Paes observa que as redes sociais ampliaram esse cenário ao aproximar o público de influenciadores que muitas vezes são percebidos como fontes mais confiáveis do que instituições tradicionais. “As redes sociais criaram uma sensação de comunicação horizontal, feita por pessoas comuns. Isso faz com que muitas pessoas confiem mais em influenciadores do que em fontes técnicas ou científicas”, analisa.
Para o pesquisador, o combate à desinformação e o fortalecimento da confiança nas informações científicas são fundamentais para aumentar a adesão da população a práticas que beneficiam toda a sociedade, como a doação de sangue.
Serviço: como funciona a doação de sangue?
Na doação convencional, são coletados entre 400 e 470 mililitros de sangue por meio da inserção de uma agulha em um dos braços do doador.

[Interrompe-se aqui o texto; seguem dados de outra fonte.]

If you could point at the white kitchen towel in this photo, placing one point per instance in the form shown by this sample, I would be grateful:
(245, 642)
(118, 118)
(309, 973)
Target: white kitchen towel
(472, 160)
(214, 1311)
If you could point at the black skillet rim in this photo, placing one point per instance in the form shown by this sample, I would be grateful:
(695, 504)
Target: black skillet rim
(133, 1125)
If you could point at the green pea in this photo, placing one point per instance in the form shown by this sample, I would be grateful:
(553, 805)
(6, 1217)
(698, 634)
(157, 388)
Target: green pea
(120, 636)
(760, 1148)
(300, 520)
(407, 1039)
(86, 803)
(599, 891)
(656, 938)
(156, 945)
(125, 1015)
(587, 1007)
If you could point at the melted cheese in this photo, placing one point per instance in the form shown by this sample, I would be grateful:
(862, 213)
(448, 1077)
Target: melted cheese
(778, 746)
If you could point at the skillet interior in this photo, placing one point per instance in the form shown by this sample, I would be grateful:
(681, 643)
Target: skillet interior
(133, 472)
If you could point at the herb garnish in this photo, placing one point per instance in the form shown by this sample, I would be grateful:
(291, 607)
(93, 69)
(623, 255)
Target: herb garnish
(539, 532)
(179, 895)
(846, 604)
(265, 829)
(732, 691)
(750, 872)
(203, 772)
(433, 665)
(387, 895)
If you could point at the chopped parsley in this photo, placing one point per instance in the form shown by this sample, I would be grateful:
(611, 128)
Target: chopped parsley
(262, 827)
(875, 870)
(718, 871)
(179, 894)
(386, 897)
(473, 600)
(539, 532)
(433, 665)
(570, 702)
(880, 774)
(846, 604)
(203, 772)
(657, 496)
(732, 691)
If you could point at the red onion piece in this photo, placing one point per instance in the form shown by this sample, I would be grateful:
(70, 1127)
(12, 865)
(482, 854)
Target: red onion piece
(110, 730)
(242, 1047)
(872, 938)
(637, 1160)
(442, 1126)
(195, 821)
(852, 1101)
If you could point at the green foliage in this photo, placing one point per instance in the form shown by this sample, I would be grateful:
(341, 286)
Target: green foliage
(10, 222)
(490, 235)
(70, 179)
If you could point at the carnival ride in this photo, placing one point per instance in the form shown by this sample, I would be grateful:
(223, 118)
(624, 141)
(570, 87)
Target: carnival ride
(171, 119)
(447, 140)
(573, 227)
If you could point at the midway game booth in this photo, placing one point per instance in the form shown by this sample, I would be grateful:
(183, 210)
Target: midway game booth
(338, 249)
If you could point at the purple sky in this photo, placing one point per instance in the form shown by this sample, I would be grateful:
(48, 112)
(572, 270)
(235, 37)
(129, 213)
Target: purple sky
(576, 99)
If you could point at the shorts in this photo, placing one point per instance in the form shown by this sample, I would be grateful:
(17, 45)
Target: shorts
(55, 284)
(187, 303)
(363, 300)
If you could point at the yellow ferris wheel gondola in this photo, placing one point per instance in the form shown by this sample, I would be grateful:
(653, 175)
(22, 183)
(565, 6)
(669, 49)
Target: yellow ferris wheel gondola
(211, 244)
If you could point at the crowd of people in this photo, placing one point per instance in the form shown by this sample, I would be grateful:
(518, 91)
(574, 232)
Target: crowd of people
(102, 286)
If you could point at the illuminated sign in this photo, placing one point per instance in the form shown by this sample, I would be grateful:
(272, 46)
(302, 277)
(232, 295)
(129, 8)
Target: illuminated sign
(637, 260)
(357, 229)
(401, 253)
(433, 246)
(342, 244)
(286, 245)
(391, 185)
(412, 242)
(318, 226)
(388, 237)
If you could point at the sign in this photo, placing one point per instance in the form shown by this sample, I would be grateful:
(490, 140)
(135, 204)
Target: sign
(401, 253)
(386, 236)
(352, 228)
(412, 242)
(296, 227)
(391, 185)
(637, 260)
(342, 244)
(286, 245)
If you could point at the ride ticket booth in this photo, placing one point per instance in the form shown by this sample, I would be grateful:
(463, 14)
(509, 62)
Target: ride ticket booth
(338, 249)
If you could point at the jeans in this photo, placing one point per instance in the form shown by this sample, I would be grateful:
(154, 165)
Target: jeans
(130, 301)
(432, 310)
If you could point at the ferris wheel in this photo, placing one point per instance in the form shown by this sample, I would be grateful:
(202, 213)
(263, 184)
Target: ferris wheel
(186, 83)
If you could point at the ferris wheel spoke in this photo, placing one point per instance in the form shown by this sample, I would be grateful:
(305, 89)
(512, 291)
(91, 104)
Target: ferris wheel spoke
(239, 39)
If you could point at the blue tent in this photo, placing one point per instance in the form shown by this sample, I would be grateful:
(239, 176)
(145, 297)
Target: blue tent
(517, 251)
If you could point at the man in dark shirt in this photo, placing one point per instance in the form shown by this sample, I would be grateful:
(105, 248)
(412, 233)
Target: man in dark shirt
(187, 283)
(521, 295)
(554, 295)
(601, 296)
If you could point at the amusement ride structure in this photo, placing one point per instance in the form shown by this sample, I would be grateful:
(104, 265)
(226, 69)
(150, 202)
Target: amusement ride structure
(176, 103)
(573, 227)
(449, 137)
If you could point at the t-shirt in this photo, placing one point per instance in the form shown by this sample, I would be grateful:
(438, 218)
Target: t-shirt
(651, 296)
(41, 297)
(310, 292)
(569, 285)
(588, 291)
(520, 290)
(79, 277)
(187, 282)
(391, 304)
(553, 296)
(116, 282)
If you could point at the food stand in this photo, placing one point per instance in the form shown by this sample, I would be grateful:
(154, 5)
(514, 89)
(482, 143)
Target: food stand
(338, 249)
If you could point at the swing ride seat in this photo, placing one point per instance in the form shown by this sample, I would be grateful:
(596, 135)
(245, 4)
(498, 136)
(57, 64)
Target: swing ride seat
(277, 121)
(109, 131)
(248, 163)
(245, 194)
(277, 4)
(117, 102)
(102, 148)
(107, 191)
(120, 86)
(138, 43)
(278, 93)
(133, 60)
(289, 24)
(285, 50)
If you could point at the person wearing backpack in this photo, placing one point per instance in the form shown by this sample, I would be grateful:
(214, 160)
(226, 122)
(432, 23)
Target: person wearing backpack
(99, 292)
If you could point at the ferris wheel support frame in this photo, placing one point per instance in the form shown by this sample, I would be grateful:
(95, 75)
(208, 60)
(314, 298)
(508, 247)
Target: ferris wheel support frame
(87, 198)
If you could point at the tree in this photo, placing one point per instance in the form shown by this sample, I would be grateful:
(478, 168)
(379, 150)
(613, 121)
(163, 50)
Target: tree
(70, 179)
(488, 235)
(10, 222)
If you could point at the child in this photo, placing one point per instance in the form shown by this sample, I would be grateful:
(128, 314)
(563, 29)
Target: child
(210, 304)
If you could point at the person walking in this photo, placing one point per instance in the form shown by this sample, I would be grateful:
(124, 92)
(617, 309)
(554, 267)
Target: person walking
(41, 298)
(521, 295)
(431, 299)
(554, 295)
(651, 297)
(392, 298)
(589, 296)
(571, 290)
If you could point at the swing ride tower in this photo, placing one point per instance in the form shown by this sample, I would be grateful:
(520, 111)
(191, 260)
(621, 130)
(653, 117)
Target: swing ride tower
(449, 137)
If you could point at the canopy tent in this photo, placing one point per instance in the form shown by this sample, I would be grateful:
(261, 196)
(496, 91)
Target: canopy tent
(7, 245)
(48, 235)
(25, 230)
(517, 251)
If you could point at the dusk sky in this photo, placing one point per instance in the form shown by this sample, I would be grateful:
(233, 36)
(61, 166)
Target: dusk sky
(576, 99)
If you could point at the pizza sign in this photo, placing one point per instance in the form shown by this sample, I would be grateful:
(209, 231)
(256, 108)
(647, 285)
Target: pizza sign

Todo o procedimento é realizado por profissionais capacitados, em ambiente limpo, confortável e com utilização de materiais estéreis e descartáveis, garantindo a segurança de quem doa.
O processo completo, que inclui cadastro, pré-triagem, triagem clínica e coleta, dura cerca de 60 minutos.
Importante saber:
- O sangue não pode ser produzido artificialmente;
- A quantidade coletada não ultrapassa 10% do volume de sangue em circulação no corpo;
- O organismo repõe rapidamente o volume doado;
- A doação não vicia e não engrossa o sangue;
- O doador só volta a doar se desejar;
- Uma única doação pode beneficiar até quatro pessoas.